Search code examples
regexpandaspython-re

How to exclude prefixed substrings from column values


My goal is to exclude the rows prefixed by No, for example I'm interested by the word commerce, then I have to keep all rows contains commerce and exclude no commerce. I'm looking for an generic solution

data = {
'description':[
    'Commerce foo', 
    'foo commercial',
    'foo no commercial',
    'foo commercial boo',
    'No commerce',
    'foo restaurant',
    'boo no restaurant']
}

df = pd.DataFrame(data)

    ______________________
    | description        |
__________________________
| 0 | Commerce foo       |
| 1 | foo commercial     |
| 2 | foo no commercial  |
| 3 | foo commercial boo |
| 4 | No commerce        |
| 5 | foo restaurant     |
| 6 | boo no restaurant  |
__________________________

I tried (not working)

search = ['restaurant', 'commerce', 'commercial']

df['description'].str.findall(f'̂̂̂^(?<=no\s)({"|".join(search)})', flags=re.IGNORECASE)

What I'm looking for

    ______________________
    | description        |
__________________________
| 0 | Commerce foo       |
| 1 | foo commercial     |
| 3 | foo commercial boo |
| 5 | foo restaurant     |
__________________________

Solution

  • The pattern currently starts with ^(?<=no\s) which asserts that from the start of the string there should be no followed by a whitespace char directly to the left. That will not match.

    If you want to filter the rows, you can use str.contains instead of findall.

    You can remove the anchor ^ and change the assertion to (?<!no\s) what will assert that there is not no followed by a whitespace char directly to the left and add word boundaries to the left and right to prevent partial word matches.

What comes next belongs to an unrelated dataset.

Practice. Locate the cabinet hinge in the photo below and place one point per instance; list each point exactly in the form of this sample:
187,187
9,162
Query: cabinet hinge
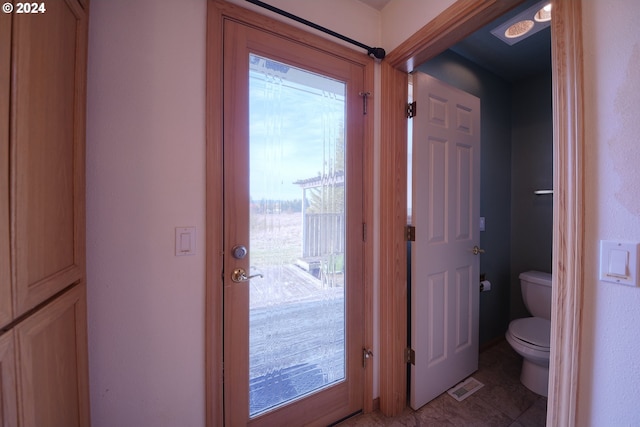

    For a match only, you can change the capture group to a non capturing one (?:

    If you print the pattern, it will look like

    \b(?<!no\s)(?:restaurant|commerce|commercial)\b
    

    See a regex demo

    data = {
        'description':[
            'Commerce foo',
            'foo commercial',
            'foo no commercial',
            'foo commercial boo',
            'No commerce',
            'foo restaurant',
            'boo no restaurant']
    }
    
    df = pd.DataFrame(data)
    search = ['restaurant', 'commerce', 'commercial']
    print(df[df['description'].str.contains(fr'\b(?<!no\s)(?:{"|".join(search)})\b', flags=re.IGNORECASE)])
    

    Output

              description
    0        Commerce foo
    1      foo commercial
    3  foo commercial boo
    5      foo restaurant